データは匿名化および集計処理され、世界各国から発生する数十億件の月次認証および検証データを対象としています。今年は、報告手法を改訂し、規制対象環境のデータを除外し、商用環境の顧客データのみを反映する形に更新しました。本レポートに掲載されているグラフや統計(過去年分のデータを含む)は、すべてこの新たな手法に基づいています。

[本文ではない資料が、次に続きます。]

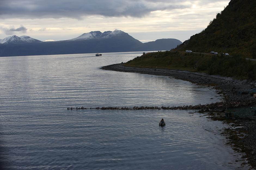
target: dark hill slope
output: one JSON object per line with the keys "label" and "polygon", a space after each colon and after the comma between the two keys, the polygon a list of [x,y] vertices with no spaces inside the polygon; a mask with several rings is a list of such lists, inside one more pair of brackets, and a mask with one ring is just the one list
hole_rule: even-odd
{"label": "dark hill slope", "polygon": [[159,39],[155,41],[143,43],[135,50],[141,51],[170,50],[182,43],[182,42],[179,40],[174,39]]}
{"label": "dark hill slope", "polygon": [[205,30],[175,50],[239,54],[256,57],[256,1],[231,0]]}

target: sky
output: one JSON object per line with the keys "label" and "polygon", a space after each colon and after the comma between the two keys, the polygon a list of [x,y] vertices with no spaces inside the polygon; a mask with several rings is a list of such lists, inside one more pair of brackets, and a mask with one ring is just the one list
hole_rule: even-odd
{"label": "sky", "polygon": [[64,40],[121,30],[144,43],[183,42],[206,28],[226,0],[0,0],[0,39],[14,35]]}

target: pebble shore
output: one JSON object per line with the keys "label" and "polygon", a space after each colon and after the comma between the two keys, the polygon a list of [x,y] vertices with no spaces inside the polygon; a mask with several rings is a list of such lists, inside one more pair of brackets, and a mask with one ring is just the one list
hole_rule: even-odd
{"label": "pebble shore", "polygon": [[[188,108],[187,106],[180,106],[178,107],[178,109],[198,109],[199,112],[202,112],[214,111],[214,110],[223,112],[227,107],[241,108],[256,106],[256,100],[251,95],[256,93],[256,81],[240,80],[231,78],[182,70],[127,67],[123,63],[104,66],[101,68],[117,71],[168,76],[199,84],[213,86],[220,91],[218,93],[221,94],[223,97],[223,101],[220,102],[204,105],[199,104],[195,106],[194,108],[193,106]],[[199,106],[200,107],[199,107]],[[222,120],[225,119],[225,117],[223,116],[225,115],[223,114],[218,114],[217,116],[218,118],[221,118]],[[230,139],[229,144],[233,148],[238,148],[240,152],[245,153],[247,161],[253,168],[256,168],[256,114],[246,118],[232,118],[229,122],[233,126],[238,127],[235,130],[227,131],[229,131],[226,134]],[[240,133],[238,133],[239,132]],[[237,136],[237,134],[244,133],[246,134],[242,138],[237,137],[236,138],[232,135],[235,133]]]}

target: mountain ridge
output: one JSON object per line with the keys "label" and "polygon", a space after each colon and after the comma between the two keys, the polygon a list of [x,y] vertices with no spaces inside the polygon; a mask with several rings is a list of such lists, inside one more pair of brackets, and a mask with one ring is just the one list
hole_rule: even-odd
{"label": "mountain ridge", "polygon": [[[15,37],[17,39],[22,39],[18,38],[17,36]],[[26,37],[24,36],[22,39],[26,39]],[[27,38],[28,37],[30,37]],[[120,30],[103,33],[96,31],[83,34],[76,38],[67,40],[4,43],[0,46],[0,56],[169,50],[182,43],[176,39],[166,40],[169,40],[142,43]],[[150,46],[151,47],[149,47]]]}
{"label": "mountain ridge", "polygon": [[256,1],[231,0],[201,33],[175,51],[228,53],[256,58]]}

顧客企業およびその従業員、契約社員、パートナー、クライアントは、デバイス、ウェブサイト、アプリケーション、サービスへの安全なログインのためにOkta Platformを利用し、データ保護のためのセキュリティ機能を活用しています。これらの組織はあらゆる主要産業にわたり、小規模企業から世界最大手の企業まで多岐にわたります。
顧客企業の規模は、企業内のフルタイム従業員数によって定義されています。業種分類は北米産業分類システム(NAICS)に準拠しています。顧客企業の規模、業種、地理的地域は、すべて第三者のリソースを用いて検証されています。
特に明記がない限り、この調査はOkta Workforce Identityのデータおよび従業員向けのユースケースのみに焦点を当てており、Okta Customer Identityのデータは含まれていません。